I assume that the JAC is the previous version of their current IEV5 (which is the HFC7001AEV). Auto-CHE.com has a page of information about a bunch of variants ("batches") with links to more detailed pages for each of them. I suppose you already had that...

The Wikipedia article for JAC says they assembled Mitsubishi vehicles at one time, so it seem reasonable to guess that this car is largely a copy of some Mitsubishi model... although this might not matter since those would be the parts which you will not be using.


----------



## brian_ (Feb 7, 2017)

Perhaps most importantly, there are just empty spaces where the text suggests that there are supposed to be images. 

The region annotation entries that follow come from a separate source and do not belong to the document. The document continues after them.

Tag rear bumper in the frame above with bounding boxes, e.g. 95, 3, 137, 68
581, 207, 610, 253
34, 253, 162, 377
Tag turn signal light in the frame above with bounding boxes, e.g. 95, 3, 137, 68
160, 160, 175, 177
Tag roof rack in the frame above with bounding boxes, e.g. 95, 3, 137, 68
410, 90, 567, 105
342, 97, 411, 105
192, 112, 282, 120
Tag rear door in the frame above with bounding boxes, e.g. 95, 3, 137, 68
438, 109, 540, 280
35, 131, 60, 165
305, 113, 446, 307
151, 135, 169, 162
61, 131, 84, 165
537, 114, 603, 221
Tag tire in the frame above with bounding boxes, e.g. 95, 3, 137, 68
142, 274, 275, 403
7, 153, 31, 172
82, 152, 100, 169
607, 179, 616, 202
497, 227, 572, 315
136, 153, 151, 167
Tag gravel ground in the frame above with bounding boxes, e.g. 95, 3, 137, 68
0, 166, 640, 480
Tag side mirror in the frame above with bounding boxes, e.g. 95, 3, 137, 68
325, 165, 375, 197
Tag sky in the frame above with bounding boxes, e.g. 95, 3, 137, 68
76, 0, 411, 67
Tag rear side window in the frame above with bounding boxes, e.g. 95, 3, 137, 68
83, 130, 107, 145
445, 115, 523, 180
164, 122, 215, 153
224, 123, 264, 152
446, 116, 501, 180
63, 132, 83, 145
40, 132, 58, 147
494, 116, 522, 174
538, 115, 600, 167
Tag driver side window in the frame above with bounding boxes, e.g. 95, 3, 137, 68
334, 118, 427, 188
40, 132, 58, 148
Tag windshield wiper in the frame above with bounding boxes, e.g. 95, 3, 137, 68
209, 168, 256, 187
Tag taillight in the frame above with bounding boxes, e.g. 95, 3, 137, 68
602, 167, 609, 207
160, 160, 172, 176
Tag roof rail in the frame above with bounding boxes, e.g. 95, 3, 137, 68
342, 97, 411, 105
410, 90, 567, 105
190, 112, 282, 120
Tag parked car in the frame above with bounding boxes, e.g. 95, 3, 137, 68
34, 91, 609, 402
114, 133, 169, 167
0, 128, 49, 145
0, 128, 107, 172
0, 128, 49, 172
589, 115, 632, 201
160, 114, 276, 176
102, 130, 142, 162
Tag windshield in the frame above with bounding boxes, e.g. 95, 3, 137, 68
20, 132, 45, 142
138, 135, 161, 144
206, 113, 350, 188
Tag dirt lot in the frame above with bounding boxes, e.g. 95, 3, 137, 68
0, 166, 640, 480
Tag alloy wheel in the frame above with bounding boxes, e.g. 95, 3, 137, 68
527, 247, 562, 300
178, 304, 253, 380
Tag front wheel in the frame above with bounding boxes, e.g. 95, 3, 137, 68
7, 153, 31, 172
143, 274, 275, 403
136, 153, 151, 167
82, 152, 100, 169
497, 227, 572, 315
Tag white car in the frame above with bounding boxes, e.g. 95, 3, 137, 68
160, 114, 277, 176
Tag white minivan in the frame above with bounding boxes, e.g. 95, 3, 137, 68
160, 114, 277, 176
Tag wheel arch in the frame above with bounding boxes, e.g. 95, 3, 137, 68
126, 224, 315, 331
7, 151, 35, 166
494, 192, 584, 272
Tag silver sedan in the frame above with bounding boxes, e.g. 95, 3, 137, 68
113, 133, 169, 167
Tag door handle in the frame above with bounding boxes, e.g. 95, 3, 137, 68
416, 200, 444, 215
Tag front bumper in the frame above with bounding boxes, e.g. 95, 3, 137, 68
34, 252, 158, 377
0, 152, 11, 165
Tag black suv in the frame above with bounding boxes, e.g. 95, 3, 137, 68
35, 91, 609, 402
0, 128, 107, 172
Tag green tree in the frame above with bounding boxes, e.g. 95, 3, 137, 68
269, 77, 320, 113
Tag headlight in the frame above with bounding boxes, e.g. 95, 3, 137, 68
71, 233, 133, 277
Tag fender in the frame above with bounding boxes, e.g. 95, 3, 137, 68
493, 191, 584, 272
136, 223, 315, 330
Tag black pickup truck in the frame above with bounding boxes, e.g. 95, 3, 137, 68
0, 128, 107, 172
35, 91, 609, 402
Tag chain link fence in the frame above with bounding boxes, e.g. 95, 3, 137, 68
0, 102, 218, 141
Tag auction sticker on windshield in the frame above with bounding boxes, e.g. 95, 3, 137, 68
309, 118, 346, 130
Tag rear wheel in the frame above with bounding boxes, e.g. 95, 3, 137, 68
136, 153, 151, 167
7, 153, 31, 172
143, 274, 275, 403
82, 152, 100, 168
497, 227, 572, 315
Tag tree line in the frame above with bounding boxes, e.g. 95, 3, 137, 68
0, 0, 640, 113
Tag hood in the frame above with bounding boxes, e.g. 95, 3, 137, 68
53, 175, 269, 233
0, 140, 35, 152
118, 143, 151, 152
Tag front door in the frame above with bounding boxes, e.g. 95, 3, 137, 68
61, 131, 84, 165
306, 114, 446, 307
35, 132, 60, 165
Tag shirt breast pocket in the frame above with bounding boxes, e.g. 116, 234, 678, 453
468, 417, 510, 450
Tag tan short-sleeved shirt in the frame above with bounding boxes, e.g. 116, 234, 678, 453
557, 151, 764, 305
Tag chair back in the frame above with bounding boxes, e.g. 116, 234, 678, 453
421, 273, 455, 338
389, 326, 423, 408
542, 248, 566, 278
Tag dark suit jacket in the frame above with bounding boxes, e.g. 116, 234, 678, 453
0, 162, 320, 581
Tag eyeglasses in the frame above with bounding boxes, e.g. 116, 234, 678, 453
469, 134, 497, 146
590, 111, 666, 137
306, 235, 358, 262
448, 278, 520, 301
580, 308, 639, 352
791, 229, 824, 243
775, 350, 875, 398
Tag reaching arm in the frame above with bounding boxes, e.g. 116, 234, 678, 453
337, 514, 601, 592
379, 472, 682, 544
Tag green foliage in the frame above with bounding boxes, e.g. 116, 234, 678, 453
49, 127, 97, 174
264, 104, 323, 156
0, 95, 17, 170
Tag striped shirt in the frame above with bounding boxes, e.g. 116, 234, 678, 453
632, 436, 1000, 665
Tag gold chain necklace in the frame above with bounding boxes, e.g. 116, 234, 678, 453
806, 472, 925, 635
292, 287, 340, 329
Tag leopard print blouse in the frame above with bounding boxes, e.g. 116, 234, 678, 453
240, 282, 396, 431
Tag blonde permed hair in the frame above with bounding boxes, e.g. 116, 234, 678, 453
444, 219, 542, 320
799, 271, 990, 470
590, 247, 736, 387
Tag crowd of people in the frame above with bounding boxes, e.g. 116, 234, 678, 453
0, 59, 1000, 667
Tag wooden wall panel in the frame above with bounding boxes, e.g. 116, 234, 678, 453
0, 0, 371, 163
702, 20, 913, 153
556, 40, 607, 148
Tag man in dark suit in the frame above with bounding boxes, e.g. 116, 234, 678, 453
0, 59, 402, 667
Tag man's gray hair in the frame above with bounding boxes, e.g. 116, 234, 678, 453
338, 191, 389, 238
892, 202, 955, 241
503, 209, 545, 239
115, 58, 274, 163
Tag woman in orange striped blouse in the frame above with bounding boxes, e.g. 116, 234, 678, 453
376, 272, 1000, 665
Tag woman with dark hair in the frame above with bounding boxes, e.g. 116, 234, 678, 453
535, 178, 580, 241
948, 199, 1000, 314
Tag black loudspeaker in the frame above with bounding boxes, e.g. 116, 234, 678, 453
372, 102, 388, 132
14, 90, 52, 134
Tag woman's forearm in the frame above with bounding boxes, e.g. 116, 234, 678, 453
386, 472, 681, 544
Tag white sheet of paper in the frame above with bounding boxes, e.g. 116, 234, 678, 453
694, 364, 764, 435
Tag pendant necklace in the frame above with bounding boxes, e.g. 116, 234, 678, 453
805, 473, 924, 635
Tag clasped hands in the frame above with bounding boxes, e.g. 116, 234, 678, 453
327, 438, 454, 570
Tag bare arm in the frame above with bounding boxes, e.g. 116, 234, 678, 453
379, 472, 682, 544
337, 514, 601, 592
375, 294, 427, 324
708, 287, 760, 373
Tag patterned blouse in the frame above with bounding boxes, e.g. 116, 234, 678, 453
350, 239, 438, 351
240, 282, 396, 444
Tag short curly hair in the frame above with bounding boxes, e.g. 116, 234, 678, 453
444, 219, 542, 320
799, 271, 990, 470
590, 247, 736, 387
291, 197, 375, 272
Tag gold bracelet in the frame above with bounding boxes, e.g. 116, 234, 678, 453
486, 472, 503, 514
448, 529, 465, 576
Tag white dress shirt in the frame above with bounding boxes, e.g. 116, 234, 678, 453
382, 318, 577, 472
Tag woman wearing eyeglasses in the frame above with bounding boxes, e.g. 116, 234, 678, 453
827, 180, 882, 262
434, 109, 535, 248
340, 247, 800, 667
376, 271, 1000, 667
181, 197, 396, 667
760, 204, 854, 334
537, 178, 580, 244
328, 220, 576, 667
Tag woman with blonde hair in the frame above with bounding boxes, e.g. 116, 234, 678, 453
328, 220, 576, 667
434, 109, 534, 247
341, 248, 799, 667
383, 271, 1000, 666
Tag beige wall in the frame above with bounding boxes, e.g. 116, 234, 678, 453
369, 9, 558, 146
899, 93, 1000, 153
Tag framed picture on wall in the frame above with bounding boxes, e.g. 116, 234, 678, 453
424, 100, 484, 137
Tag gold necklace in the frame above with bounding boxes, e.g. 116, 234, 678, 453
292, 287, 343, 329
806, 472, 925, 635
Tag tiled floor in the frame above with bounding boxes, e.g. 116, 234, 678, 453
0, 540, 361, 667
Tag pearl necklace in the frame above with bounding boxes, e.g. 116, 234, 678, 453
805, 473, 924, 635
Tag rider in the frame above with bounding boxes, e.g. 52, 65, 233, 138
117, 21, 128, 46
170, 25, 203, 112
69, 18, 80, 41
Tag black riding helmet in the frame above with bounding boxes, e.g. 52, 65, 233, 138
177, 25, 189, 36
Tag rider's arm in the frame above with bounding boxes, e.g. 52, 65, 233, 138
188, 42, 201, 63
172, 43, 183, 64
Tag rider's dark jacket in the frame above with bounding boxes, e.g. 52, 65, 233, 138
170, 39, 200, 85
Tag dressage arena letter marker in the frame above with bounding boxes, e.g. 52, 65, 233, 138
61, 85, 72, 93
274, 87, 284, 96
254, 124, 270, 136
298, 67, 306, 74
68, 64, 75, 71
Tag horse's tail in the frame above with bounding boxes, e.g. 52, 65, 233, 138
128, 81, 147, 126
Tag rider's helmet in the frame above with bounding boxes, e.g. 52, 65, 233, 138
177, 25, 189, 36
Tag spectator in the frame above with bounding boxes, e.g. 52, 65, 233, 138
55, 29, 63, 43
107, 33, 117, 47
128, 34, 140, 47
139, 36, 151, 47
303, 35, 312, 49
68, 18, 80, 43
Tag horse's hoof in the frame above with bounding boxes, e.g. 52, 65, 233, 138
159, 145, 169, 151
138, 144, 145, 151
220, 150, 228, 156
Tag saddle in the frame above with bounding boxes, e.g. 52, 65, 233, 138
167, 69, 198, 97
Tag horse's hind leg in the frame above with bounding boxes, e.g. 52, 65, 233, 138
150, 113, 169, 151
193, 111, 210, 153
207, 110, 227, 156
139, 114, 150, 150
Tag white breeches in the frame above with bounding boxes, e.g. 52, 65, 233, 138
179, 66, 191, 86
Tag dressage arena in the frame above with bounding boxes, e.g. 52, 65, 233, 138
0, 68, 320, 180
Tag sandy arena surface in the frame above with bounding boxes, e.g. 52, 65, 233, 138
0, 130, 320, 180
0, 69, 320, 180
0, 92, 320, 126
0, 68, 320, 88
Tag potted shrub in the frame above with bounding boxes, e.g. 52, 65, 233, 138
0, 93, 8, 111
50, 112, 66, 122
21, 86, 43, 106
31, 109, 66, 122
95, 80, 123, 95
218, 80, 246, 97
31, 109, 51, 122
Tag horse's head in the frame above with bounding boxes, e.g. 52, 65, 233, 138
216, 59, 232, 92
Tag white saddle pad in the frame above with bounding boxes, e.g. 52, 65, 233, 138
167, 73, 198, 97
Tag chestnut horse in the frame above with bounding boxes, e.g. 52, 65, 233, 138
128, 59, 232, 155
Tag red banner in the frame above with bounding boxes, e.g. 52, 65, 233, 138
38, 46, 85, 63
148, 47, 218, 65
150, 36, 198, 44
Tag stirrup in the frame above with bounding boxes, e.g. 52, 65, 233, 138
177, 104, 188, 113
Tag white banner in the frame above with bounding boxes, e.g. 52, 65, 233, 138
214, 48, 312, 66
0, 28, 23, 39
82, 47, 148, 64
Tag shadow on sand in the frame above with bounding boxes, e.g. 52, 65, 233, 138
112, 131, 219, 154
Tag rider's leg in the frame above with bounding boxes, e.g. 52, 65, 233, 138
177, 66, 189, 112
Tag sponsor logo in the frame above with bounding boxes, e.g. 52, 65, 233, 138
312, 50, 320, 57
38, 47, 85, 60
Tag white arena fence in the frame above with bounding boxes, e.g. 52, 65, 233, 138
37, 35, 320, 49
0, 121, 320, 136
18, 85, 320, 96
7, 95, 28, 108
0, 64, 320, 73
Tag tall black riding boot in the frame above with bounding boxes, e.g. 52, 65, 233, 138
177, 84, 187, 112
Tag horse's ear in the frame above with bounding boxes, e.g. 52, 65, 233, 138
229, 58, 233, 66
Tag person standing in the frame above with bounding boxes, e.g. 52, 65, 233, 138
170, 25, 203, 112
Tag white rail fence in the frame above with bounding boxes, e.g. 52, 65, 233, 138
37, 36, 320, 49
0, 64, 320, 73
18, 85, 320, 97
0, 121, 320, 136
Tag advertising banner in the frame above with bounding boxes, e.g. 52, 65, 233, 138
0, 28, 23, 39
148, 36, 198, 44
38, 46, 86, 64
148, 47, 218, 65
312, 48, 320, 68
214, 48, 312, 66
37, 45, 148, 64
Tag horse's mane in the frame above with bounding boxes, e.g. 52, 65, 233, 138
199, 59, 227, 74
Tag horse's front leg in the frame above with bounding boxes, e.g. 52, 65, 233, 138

_Update_: I copied the URL for one of the images to a separate window, got a security warning from my browser (Chrome), told it to go ahead and risk problems, and now I see the images.


----------



## brian_ (Feb 7, 2017)

Harmon20 said:


> Maybe even this doodad:
> 
> 
> 
> ...


The marking appears to say "GPS GSM CAN"... so a combined GPS receiver and mobile data (the old GSM standard) transceiver, communicating with the rest of the car on the CAN network?


----------



## brian_ (Feb 7, 2017)

Harmon20 said:


> I think this is the onboard charger:


Presumably, based on the markings, that's the DC-to-DC converter, with 200+ VDC input.


----------



## Harmon20 (Oct 5, 2017)

brian_ said:


> Auto-CHE.com has a page of information about a bunch of variants ("batches") with links to more detailed pages for each of them. I suppose you already had that...


Yes, I had looked over that site I was, by far, the most informative of any site I'd found but it didn't make things any clearer for me at the time.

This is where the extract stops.